Repatriation refers to the capacity of funds that freely they can be transferred across borders by changing or converting into foreign currency. In order to do that, an individual needs to create an NRO, NRE, or FCNR-B account in India after you become an NRI. While NRO accounts are designed to keep cash generated in India, NRE accounts are designed to hold your overseas income. Repatriation occurs when funds are transferred from your NRO account to your NRE account or to any other account in the country of your residency. When an NRI invests foreign profits in India on a repatriation basis, the money can be sent back to the NRI’s place of residence at any moment by changing them from India Rupee to the foreign currency. Non-repatriation is the inverse of repatriation.In the event where the investment is non-repatriation basis-, monies cannot be transferred back to the NRI’s place of residence or changed to any foreign currency.

Separate NRI Bank account types are available for investments on a repatriable and non-repatriable basis.
The Foreign Currency Non- Resident (FCNR) and Non- Resident External (NRE) bank accounts are specially intended for repatriation investment. unds in these accounts under many circumstances can be changed to foreign currency and transferred to an account which is over at any time. These are also known as NRI repatriable accounts. ,the   For the purpose of non-repatriation investment, the Non-Resident Ordinary (NRO) bank account is intended. NRO accounts are frequently used to handle earnings of NRI in India from sources such as rent, pension, dividends, and so on. This account is also known as a non-repatriable NRI account.

NRI Repatriation Limit
There are no repatriation limits on the funds held in NRE and FCNR bank accounts and are freely repatriable.The funds held in NRO bank account are subject to certain limits as per below:The principal amount held in NRO is not repatriable, The interest earned on NRO balances is freely repatriable and The income earned in India in nature of rent, salary, dividend, pension, etc. and proceeds from the sale of financial assets viz. equity stocks, initial public offering (IPO), mutual funds and proceeds from the sale of immovable property in India is repatriable up to USD 1 million per financial year. Any repatriation above the mentioned limit is subject to RBI approval.

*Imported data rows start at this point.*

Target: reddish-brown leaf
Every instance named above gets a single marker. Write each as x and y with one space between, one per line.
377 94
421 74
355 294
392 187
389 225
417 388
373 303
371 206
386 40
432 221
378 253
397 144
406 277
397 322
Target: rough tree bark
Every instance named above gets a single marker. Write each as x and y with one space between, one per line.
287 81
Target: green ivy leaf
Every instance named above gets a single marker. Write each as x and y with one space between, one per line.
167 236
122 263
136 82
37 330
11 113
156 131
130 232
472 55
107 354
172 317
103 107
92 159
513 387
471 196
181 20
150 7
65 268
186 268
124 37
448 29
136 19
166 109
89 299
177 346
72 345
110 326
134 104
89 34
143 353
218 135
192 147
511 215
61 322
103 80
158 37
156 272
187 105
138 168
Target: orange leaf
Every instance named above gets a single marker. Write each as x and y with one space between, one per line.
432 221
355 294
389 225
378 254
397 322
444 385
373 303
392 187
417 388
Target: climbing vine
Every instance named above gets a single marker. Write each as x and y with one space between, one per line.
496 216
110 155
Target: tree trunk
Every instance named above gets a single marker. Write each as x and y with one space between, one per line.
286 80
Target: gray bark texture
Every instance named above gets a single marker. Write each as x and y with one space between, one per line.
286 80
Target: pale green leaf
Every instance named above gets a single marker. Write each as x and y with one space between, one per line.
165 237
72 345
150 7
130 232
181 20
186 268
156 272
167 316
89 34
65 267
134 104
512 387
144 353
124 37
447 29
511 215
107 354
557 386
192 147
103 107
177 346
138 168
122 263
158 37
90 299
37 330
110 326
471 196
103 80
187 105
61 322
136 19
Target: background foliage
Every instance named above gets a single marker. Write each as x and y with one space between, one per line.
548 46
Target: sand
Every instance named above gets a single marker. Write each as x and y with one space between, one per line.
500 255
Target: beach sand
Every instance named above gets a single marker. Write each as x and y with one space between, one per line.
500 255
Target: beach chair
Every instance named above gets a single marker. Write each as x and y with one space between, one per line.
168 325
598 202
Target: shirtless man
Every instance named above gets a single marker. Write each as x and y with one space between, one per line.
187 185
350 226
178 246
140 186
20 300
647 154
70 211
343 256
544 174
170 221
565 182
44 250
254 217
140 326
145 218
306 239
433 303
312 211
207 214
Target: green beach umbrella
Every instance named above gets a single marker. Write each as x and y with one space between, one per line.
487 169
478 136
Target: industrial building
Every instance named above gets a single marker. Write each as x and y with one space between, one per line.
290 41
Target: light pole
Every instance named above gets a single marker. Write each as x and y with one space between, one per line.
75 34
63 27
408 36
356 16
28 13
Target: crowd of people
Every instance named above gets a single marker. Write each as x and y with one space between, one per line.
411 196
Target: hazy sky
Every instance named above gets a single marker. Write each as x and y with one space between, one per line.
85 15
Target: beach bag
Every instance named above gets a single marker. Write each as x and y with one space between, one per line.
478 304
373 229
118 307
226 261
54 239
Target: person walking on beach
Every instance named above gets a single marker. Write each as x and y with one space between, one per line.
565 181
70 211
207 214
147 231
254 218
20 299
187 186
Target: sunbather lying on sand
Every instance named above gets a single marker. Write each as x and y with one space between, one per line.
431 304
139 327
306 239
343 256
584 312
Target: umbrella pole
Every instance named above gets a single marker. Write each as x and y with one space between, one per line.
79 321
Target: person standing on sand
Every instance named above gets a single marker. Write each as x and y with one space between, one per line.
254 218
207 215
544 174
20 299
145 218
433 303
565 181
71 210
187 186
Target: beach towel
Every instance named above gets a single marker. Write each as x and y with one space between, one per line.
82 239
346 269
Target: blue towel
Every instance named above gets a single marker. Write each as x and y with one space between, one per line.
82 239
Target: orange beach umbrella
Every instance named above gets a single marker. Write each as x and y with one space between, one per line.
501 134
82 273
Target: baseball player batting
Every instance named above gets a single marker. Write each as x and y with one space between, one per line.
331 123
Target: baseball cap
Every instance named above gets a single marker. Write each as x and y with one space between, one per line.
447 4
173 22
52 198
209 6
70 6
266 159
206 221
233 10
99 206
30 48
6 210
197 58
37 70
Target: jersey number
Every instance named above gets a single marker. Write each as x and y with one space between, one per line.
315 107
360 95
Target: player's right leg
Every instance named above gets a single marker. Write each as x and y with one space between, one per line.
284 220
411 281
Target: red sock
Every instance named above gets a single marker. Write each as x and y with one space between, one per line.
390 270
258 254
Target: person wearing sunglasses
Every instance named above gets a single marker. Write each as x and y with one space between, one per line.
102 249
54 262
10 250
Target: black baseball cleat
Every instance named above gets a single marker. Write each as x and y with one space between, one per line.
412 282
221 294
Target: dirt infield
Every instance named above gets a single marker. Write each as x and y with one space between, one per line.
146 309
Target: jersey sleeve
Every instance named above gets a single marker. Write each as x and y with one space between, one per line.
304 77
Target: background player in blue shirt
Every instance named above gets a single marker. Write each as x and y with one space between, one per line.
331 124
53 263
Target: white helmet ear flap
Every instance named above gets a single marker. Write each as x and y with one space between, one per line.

NRI Repatriation of Funds from India
In addition to the repatriation limitations, the following rules of NRI repatriation shall apply:

  • Repatriation of cash from the NRO type of account is permitted only after payment of all relevant taxes on income generated in India and the sale profits of investments of NRI.
  • Funds from an NRO type of account can be repatriated to any NRE type of account of the NRI or any foreign bank account of the NRI, but not to a third party.
  • A repatriation limit of USD 1 million applies to all NRO bank accounts owned by the NRI.
  • The USD 1 million repatriation limit from the NRO account authorised per fiscal year must be used in a single fiscal year only. There is no carryover.

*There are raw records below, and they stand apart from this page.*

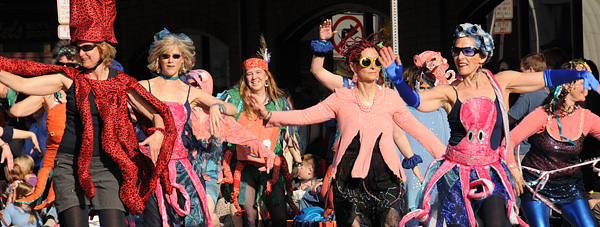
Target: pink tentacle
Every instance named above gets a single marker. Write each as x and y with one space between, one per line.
199 188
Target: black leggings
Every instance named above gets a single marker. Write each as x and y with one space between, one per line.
276 212
492 212
78 216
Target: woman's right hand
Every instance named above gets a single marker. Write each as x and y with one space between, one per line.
325 31
519 182
393 69
258 106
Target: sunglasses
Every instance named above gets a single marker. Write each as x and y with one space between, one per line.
467 51
167 56
69 64
367 62
86 48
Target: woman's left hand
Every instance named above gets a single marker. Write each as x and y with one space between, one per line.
6 156
36 144
516 172
216 118
387 57
154 141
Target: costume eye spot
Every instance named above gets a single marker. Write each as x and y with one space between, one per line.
480 136
470 136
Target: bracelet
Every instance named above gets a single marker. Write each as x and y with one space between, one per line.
512 166
152 130
320 48
268 117
220 107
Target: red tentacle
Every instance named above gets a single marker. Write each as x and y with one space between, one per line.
227 176
239 167
288 183
275 175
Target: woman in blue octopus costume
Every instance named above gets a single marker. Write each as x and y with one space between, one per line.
473 178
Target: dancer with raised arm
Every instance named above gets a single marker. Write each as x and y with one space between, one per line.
472 178
368 189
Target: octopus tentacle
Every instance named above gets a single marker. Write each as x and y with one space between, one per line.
236 187
275 174
227 176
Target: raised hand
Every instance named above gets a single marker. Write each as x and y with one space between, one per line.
257 106
325 30
590 81
393 68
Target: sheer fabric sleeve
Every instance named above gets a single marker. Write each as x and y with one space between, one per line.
592 124
531 124
412 126
321 112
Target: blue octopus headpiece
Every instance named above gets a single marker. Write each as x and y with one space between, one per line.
164 33
483 40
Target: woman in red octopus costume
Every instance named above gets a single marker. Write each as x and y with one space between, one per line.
472 178
172 55
368 188
98 164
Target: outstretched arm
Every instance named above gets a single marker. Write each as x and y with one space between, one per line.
41 85
425 101
142 106
531 124
328 79
215 106
517 82
27 106
402 143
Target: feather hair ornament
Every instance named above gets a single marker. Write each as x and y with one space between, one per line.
263 51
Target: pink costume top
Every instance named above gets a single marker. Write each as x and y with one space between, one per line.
573 126
370 121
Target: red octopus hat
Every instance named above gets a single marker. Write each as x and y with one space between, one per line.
92 20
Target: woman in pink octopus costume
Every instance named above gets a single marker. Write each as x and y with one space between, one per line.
368 188
472 179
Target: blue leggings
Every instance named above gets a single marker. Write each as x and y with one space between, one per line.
578 213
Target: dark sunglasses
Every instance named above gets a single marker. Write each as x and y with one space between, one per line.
167 56
467 51
71 65
366 62
86 48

Documents required for NRI repatriation of funds

  • An NRI can withdraw funds from his or her NRE, NRO, or FCNR bank accounts. An NRI must provide the general papers listed below in order for the repatriation to be processed. Please keep in mind that criteria may differ somewhat from one bank to the next.
  • Documents required in case of repatriation from NRE/FCNR account
  • Request to the Bank for Repatriation of funds – An NRI must complete the request form in order to notify the bank of the remittance.
  • A2 Form, often known as a “FEMA statement” or “form for outward remittance.” Each bank has its own A2 form with its own emblem and, if applicable, unique instructions. To apply for the purchase of foreign currency, the A2 form is necessary. An NRI must additionally provide the NRI repatriation purpose code for which the monies must be repatriated.

The documentation is available on the website of bank. The form can be downloaded by the NRIs and fill it out before sending it to banks for processing through courier. Many banks, on the other hand, provide NRIs with online repatriation services.

NRI repatriable Investment options

  • A repatriable type of investment is one in which NRIs make investments from their NRE accounts. NRIs can engage in Indian stock on a repatriation basis, but they must do so through the method of PIS, which requires each transaction to be disclosed to the RBI. Aside from that, the government has identified a number of additional investment possibilities for NRIs on a repatriation basis that are not limited in any way.Government dated securities;
  • Treasury bills (T-bills);
  • Units of domestic mutual funds;
  • Bonds issued by a Public Sector Undertaking (PSU) in India.
  • Shares in Public Sector Enterprises being disinvested (partial dilution) by the Central Government.
  • Bonds/ units issued by Infrastructure Debt Funds.
  • Listed non-convertible/ redeemable preference shares or debentures
  • Perpetual debt instruments (with an overall ceiling of 24%) and Debt capital instruments issued by banks in India to augment their capital.
  • Initial Public offerings.

National Pension System. (This option is available for NRIs between 18 to 60 years.

Note of Importance: Repatriation using your NRE type of account is quicker and has no restrictions. If you wish to send money back to your home country from an NRO type of account, you should be informed of the restrictions. Another thing to keep in mind is that the USD 1 million limit for your NRO account is only valid for one fiscal year. This implies that if you transfer less than this amount, you will be unable to use the remainder in the next fiscal year.